Clinodactilia é uma deformidade congênita da mão, caracterizada por desvio angular coronal, podendo ocorrer em polegares ou dedos. A deformidade do dedo mínimo é frequente e, muitas vezes, leve, se manifestando como uma deformidade isolada. As angulações ˃ 20° geram alterações funcionais com sobreposição dos dedos durante a flexão.[1] [2] [3] [4] As deformidades do polegar geralmente são mais graves, podendo estar associadas às síndromes de: Rubinstein-Taybi, Pfeiffer, Apert, e Patau, entre outras.[1] [2] [3] [4] Na maioria dos casos, ocorre um desvio radial; estas deformidades também são conhecidas como “polegar do carona.”[5]

As angulações graves geralmente mostram a substituição de uma falange normal por outra com formato anormal, podendo esta apresentar forma triangular ou trapezoidal. O tratamento cirúrgico é indicado para esses pacientes. Uma das opções consiste no alinhamento ósseo, por meio de osteotomia em cunha adicional da falange anômala e a fixação com fios de Kirschner.[6] Essa manobra de alinhamento gera um problema na cobertura cutânea e tensão das partes moles no lado côncavo da deformidade. Ainda assim, algum tipo de retalho cutâneo é necessário para o fechamento adequado da ferida cirúrgica.[7]

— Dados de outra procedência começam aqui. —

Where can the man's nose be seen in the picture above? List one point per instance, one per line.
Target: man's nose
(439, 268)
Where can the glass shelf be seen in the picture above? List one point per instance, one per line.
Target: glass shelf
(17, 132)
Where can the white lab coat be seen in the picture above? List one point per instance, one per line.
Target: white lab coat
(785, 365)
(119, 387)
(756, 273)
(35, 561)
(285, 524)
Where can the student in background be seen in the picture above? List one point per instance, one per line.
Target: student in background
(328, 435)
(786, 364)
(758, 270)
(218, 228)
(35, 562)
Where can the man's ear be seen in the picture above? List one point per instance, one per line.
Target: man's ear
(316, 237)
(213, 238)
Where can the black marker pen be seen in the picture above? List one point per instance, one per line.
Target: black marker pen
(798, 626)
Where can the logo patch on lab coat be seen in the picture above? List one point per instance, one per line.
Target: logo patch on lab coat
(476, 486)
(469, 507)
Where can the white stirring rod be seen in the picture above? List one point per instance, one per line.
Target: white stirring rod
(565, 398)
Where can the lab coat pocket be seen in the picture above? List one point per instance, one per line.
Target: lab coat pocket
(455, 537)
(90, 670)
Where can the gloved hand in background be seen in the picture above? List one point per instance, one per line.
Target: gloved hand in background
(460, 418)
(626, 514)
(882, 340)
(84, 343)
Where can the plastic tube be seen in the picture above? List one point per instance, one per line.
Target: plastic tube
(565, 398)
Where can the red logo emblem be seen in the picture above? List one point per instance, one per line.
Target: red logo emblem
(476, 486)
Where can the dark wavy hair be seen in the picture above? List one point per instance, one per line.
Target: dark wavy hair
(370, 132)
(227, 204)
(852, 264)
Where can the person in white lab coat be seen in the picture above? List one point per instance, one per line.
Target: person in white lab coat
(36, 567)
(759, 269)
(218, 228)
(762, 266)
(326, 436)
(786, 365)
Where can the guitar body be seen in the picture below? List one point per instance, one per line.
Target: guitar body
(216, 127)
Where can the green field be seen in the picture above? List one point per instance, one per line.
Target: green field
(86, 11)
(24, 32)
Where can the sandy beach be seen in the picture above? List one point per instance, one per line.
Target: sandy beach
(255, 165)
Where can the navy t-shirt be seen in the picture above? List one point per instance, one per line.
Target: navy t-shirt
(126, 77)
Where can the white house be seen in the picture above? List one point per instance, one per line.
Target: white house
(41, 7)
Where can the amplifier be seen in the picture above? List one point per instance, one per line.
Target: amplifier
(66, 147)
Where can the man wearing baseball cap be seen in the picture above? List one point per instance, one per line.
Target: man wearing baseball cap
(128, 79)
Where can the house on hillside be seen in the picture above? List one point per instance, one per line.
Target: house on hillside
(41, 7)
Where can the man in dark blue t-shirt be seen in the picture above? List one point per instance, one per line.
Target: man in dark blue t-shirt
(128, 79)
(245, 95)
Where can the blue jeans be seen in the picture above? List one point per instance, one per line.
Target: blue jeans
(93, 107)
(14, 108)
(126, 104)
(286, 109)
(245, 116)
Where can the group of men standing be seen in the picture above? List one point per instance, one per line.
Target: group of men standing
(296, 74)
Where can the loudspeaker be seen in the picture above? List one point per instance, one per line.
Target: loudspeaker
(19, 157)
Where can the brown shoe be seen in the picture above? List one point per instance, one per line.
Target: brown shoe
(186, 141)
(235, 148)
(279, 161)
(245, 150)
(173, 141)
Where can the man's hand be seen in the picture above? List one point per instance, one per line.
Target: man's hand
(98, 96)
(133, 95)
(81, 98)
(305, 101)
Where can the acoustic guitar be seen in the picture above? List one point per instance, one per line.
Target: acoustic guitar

O uso do retalho bilobado, conforme descrito por Esser,[8] e outras alterações,[9] permite a redistribuição cutânea, levando a pele redundante do lado convexo para o lado côncavo da deformidade. Essa técnica permite o alinhamento dos dedos, sem a necessidade de enxerto de pele ou retalhos de sítios distantes.

O objetivo deste estudo é detalhar a técnica do retalho bilobado no tratamento cirúrgico da clinodactilia, conforme descrito por Cerqueiro-Mosquera e Fleming[5] no ano de 2000, avaliando os resultados de uma série de nove dedos em cinco pacientes.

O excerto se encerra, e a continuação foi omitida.